The 1951 Convention refugee definition has indeed helped millions of individuals and families escape from persecution. However, it has restrictions that failed to recognize anyone who is not persecuted based on the five categories set by the refugee definition. In this infographic I made, we are going to explore what the 1951 refugee definition is, what are the limitations and restrictions it has, and what better alternative could be used in lieu of the 1951 refugee definition.
For the first part of the infographic, we are going to learn about the refugee definition used by the United Nations High Commissioner for Refugees or the UNHCR, and current refugee statistics provided by them as well. According to the UNHCR, they define a refugee as someone who has a well-founded fear of persecution for reasons of race, religion, nationality, political opinion, or membership in a particular social group. Most likely, they cannot return home or are afraid to do so. Based on the UNHCR statistics, there are 74.79 million people with this concern in the world. In that data, 3,775,858 individuals do not fall under the 1951 refugee definition. By the end of 2018, 70.8 million were forcibly displaced worldwide based on the five categories of the 1951 refugee definition.

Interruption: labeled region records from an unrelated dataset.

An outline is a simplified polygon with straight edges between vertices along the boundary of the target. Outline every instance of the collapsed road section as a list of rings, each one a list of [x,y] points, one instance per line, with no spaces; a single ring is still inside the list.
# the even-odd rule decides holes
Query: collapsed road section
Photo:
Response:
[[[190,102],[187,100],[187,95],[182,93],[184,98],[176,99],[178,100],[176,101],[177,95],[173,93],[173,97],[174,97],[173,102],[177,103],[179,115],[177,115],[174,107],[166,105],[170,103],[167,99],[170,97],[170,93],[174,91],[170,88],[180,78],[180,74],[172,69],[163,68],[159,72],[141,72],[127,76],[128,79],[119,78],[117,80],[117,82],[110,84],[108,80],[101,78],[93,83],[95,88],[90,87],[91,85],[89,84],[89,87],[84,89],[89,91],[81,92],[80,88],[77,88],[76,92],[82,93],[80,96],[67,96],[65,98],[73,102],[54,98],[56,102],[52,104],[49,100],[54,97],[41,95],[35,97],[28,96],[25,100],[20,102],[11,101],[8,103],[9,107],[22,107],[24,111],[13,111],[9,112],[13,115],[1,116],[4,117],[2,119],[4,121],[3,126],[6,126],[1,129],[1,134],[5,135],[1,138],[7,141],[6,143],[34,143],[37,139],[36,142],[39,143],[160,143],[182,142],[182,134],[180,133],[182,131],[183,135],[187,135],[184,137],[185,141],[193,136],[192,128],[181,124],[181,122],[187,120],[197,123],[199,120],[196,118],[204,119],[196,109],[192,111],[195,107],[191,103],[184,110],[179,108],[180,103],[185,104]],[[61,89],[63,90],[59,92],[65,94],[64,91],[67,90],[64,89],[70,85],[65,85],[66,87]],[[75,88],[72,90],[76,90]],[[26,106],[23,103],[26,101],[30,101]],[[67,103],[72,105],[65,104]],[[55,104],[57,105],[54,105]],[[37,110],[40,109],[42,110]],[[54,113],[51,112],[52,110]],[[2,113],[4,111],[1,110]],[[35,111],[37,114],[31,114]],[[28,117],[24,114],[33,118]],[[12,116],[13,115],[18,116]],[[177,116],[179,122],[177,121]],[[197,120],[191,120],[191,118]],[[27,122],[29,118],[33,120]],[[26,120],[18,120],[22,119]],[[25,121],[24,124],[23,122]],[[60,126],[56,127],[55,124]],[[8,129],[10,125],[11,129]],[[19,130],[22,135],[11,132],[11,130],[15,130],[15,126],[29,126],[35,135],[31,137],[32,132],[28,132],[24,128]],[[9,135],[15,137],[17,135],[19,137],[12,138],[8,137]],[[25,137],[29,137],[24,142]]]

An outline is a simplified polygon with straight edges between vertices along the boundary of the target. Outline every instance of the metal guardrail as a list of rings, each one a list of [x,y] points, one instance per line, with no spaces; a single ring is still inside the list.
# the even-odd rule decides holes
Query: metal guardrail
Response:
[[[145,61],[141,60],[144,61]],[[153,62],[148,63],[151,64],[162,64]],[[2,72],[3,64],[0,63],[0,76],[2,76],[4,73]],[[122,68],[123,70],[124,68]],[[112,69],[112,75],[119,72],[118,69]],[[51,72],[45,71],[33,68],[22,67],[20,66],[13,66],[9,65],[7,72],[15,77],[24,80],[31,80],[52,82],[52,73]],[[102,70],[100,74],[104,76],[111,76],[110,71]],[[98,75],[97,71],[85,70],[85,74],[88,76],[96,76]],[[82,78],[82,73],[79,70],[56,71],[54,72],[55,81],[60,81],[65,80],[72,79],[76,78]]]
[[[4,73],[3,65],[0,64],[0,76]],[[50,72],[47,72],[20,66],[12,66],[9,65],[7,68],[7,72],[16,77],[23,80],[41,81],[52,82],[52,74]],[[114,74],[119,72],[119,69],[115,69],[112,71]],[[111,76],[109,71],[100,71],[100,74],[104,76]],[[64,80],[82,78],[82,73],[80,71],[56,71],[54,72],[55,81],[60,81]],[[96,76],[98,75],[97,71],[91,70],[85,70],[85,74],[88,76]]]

For the second part, we are going to explore the limitations and restrictions of the 1951 refugee definition. Not only is the definition outdated, but the nature of refugee flow has changed. The 1951 refugee definition ONLY considers a person a refugee if they are persecuted based on the five categories such as race, religion, nationality, political opinion, or membership in a particular social group and does not cover events such as civil war, climate change, natural disasters, famine and many more. According to the Parliament of Australia, since 1980, refugee movements have been more likely to be the result of civil wars, ethnic and communal conflicts and generalized violence, or natural disasters or famine (usually in combinations), rather than individually targeted persecution by an oppressive regime.
For the last part of the infographic, we are going to suggest a better alternative to the current refugee definition used by every government in the world. In 1969, The Organization of African Union Convention defined a refugee as an individual affected by external aggression, occupation, foreign domination or events seriously disturbing public order in either part or the whole of his country of origin or nationality, is compelled to leave his place of habitual residence in order to seek refuge in another place outside his country of origin or nationality. This definition broadens the term by removing the restriction placed by the 1951 refugee definition. If every government adopted this term, those individuals who did not fit the category of the 1951 refugee definition could have been granted refugee status and gain assistance. Leave no one behind.
United Nations. “Figures at a Glance.” UNHCR.
Millbank, Adrienne. “The Problem with the 1951 Refugee Convention.” Parliament of Australia, Commonwealth Parliament, 5 Sept. 2000.
Gibney, Matthew J. “The Ethics of Refugees.” Wiley Online Library, John Wiley & Sons, Ltd, 10 Aug. 2018.